August 5, 2021, 12:00PMNuclear News
Chemist Kevin Gaddis has adapted components of a high-pressure ion chromatography system to withstand the extreme conditions of a hot cell. (Photo: ORNL/Carlos Jones)

An Oak Ridge National Laboratory researcher has built a device that can speed up the separation of the medical radioisotope actinium-225 from irradiated thorium targets and withstand the high-radiation environment of a hot cell. In July, ORNL announced that Kevin Gaddis, a chemistry technician at the lab, had built and tested a prototype and was working to secure a patent for a device that cut separations time by 75 percent.

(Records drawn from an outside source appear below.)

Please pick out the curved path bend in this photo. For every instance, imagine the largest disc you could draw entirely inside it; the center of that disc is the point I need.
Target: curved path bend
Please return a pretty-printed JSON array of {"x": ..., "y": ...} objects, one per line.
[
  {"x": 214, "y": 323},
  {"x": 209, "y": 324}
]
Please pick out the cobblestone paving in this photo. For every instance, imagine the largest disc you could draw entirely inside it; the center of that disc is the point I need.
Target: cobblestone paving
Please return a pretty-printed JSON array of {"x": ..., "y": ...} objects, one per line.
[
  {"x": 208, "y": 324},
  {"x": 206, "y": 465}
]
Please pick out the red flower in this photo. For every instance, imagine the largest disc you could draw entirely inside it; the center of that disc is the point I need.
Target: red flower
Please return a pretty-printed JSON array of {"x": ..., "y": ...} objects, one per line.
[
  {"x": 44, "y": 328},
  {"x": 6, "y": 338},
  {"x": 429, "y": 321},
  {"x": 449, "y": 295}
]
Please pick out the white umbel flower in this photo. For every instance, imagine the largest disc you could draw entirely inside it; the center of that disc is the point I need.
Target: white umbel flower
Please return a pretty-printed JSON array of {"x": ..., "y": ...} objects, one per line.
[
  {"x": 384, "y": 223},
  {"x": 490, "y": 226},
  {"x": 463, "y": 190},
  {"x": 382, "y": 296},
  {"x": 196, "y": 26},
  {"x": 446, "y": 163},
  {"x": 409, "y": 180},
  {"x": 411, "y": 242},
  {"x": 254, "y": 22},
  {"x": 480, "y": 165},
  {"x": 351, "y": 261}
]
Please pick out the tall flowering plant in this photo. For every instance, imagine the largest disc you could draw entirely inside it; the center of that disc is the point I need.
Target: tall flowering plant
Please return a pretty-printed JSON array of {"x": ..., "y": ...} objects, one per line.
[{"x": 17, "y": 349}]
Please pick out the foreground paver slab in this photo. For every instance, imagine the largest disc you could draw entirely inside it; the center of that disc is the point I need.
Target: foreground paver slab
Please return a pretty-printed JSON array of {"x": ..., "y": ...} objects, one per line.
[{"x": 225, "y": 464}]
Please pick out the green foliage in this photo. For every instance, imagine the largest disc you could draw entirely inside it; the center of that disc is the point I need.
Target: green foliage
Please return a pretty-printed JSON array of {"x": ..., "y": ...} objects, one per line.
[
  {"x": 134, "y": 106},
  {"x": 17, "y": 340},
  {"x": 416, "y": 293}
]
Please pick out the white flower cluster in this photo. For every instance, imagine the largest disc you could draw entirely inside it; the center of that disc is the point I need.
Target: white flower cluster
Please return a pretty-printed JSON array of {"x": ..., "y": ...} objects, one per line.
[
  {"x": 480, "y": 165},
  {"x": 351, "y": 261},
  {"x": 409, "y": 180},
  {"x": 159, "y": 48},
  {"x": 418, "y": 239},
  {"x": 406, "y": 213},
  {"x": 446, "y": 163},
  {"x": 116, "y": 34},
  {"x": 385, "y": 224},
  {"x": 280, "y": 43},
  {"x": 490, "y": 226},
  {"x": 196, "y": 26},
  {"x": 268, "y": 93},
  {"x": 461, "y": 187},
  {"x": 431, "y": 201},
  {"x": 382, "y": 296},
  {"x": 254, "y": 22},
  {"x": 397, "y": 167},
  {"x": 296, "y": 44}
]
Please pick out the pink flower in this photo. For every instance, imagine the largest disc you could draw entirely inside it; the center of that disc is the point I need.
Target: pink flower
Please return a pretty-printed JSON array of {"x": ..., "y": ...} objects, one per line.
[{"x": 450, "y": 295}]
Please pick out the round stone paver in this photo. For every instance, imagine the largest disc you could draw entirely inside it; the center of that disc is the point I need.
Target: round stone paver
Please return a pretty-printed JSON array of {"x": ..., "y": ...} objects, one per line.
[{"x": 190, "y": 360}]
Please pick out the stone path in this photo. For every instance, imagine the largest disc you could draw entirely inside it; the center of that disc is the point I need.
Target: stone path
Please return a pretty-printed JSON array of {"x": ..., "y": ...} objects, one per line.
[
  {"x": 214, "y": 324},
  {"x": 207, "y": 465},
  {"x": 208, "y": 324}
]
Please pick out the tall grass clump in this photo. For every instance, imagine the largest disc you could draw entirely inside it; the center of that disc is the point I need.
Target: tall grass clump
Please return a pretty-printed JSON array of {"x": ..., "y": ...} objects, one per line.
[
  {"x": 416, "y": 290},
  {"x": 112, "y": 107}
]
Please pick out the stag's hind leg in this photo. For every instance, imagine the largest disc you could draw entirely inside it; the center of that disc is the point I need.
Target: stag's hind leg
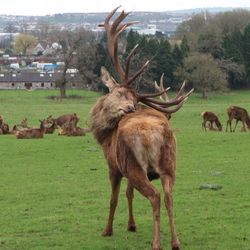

Defining the problem: According to ORNL, high pressure ion chromatography (HPIC), which uses a high-pressure pump to enable more rapid separation of ions, is one of the fastest and most efficient ways to do chemical separations. But thorium targets that have been irradiated in a particle accelerator must be handled in a hot cell, and high irradiation levels can destroy an HPIC’s electronic components.

Because high radiation can destroy the components, technicians have relied on gravity to perform separations in hot cells. But allowing solutions to drip through a column, rather than pushing them through, makes for a slower process.

Speed is important because demand is high for Ac-225, which has a half-life of 10 days. “Hours matter,” Gaddis said in an August 2 media statement from ORNL. “If we can reduce the time for the separation, we can get more product out.”

Finding a solution: Gaddis, who works with other ORNL scientists on a Tri-Lab Ac-225 production project with scientists from Los Alamos National Laboratory and Brookhaven National Laboratory, used radiation-tolerant materials to build a HPIC that uses air pressure rather than electricity to control the flow of the sample and chemicals that separate Ac-225 from byproducts. Gaddis designed the system so that the computer and electronic pump could be located outside the hot cell, according to ORNL. A simplified control panel, with air-actuated valves, controls the flow of liquid and chemicals.

The use of a hot cell with automated manipulator arms demanded other accommodations, including adequate space between separator columns, easy-to-flip valve switches, and 3D-printed threaded caps that could be sealed by the manipulators.

Testing in a mock-up of a hot cell using cold water showed that the system could perform the fourth separation step in the multi-step Ac-225 purification process—removal of adjacent lanthanides—in 75 percent less time than using the gravity-fed system. Gaddis aims to have the automated HPIC system installed in the hot cell used for Ac-225 production by the fall and hopes to use the system for more isotope separations, according to ORNL.